I figured I’d probably lose a little weight in the long term. I mean, when I have to stretch my dollars at the grocery, and Sunshine is diabetic and I have food allergies, I have to really think about what I’m going to buy for us to eat. Which means that potato chips and cookies and shit are not a good way to spend our grocery money. Working at a produce stand has helped also. I also knew that I’d be more active, as things like yardwork and garden-planting and all the other shit that has to be done around here doesn’t happen through magic. I just didn’t think that I’d actually start getting leaner. Pleasant surprise, and a side effect I’ll happily take.
Losing the craving for the sodapop was a total surprise. I thought I’d miss the hell out of my Diet Dr. Peppers. I mostly don’t. I still have one every night, but beyond that, I really want water most of the time.
I have nearly stopped wanting to go shopping all the time, too. I find that there isn’t much out there that begs me to buy it except yarn, and I am slowly working through the hoard of yarn I have on hand. New fashions don’t appeal to me much anymore, and even though I still love shoes I find that there aren’t many styles that I would be willing to bring home (because there are none in my closet that I am willing to part with to bring something new into rotation).
It took me a long time to get my closet to a point where I don’t get tired of the clothes in it, and lately any new items I find myself wanting aren’t a deviation from the esthetic I’ve settled into. Mostly my desires these days are about settling into a greyer color palette and adding the odd item that fits my lifestyle better than some of my old ones. I like grey. It shows less dirt than brighter colors and doesn’t look so harsh against my pale skin like whites and blacks do. Overall, though, I don’t have many gaps in my wardrobe and don’t feel any rush to fill the few I think I’ve found. I have decided that a maxi skirt would be a very useful addition to my wardrobe; it’s hot as blue blazes here and I don’t generally feel “right” in shorts because too much of my skin winds up feeling sticky and gritty, so a maxi skirt would be a good compromise, and a pair of cotton (not synthetic) leggings would be a nice addition to add a layer when it cools down. Other than that, it’s been a matter of thinking “ooh, that would be a nice replacement garment when something I already own wears out”; I’ve felt no rush to purchase anything now now now. It’s a new experience for me, for sure.

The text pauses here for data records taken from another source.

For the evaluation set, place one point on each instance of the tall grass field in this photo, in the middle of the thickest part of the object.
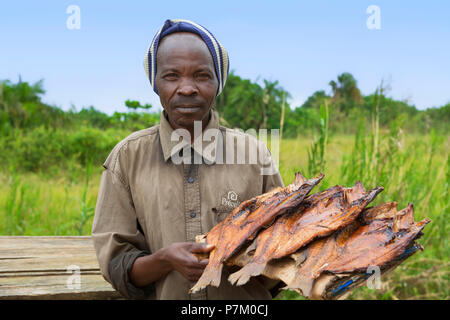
(412, 169)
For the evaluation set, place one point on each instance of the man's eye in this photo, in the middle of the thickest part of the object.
(203, 76)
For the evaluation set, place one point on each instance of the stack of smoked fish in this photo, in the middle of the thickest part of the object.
(321, 245)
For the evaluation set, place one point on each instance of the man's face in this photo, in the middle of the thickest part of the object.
(185, 78)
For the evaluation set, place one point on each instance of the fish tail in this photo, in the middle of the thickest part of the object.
(210, 276)
(243, 275)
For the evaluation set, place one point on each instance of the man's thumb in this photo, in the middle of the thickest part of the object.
(202, 247)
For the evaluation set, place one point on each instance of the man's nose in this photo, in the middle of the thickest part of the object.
(187, 88)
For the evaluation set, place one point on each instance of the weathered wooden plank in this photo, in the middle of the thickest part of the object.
(37, 268)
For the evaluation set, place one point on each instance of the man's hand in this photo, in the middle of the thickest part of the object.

I also find myself thinking about the consequences of all those purchases that make no sense in our new life. If I buy junk food, I am supporting companies that perpetuate the cycle of unhealthy eating habits in murica. Why the hell are chips and twinkies cheaper than fruits and vegetables? Why is there so much white rice available in stores at a much lower cost than brown rice or quinoa? Why is this fashionable top so cheap? What slave labor went into the production of this thing I’m considering buying? What is all of this buying/discarding doing to the planet? Why do I feel the urge to buy this item? Is it something I truly need or want, or is it something that I’ve been programmed to want by advertisers working for mega-corporations?
The last surprising thing I’ve noticed is the desire for silence. I used to like having the teevee or some music on in the background as I moved throughout my day. Not anymore. I crave silence. As I was helping Sunshine tile that sunroom floor, I found myself wishing he’d just turn off the damned radio. The station he listens to plays the same old tired ass shit I burned out on in the 80s, and I find it hard to concentrate on my task when I am irritated by the boring ass noise coming out of the speakers. I spent a lot of years trying to drown out the noise inside my head, so not wanting any outside noise has been a shocker for me. I don’t know that the noise inside my head has quieted down any, I think I’ve just gotten used to it these days.
I knew that this journey into a new lifestyle would be a learning experience, I just didn’t expect to see some of the side effects I’ve been seeing. I’ll take them, though. I feel healthier than I have in years, and that’s always a good thing when one is fighting chronic disease.